Como espectadora, a experiência não foi muito diferente. Apesar da intenção de praticidade da ferramenta, que inicia vídeos sem que seja necessária a busca por nenhum conteúdo específico, ela relata que teve problemas. “Senti dificuldade de comentar e dar likes nos vídeos”. 

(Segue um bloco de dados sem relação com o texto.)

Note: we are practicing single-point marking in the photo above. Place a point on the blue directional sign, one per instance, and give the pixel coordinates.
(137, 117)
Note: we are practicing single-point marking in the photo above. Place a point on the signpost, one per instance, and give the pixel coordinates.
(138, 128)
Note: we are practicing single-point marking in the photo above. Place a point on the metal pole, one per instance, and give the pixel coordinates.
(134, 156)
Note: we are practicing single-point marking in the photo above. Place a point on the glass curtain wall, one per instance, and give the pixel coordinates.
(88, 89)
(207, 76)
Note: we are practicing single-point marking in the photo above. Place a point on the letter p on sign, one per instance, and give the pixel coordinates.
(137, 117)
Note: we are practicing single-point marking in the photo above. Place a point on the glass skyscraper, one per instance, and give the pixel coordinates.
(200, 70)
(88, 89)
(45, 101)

O menor alcance das postagens, comparado ao conteúdo compartilhado no feed ou no Stories, também é outra desvantagem apontada por ela. “Ainda há pouca informação sobre o IGTV”, justifica.

Mais fácil

Mas há quem tenha se encantado pela novidade. Para estudante de psicologia Larissa Ribeiro, de 23 anos, que testou e aprovou a ferramenta, a IGTV é uma boa alternativa para a criação de um conteúdo mais simples. “Sou apaixonada por livros e queria criar um canal no YouTube, mas acredito que lá os conteúdos devem ser mais profissionais”, argumenta.

Ela vê como outra vantagem da rede a possibilidade de se postar conteúdos mais longos. “Todo mundo quer compartilhar mais e o Stories é limitado”, diz ela, que já produziu três vídeos na nova plataforma.

Apesar de o público ainda ser pequeno, já que a IGTV é recurso recente, a praticidade no uso da ferramenta é, segundo ela, ponto a favor para a utilização.

Porém, como espectadora, faz ressalvas. “Acho que poucas pessoas ainda estão usando e não sabem como inovar e não repetir o que está sendo feito no YouTube”.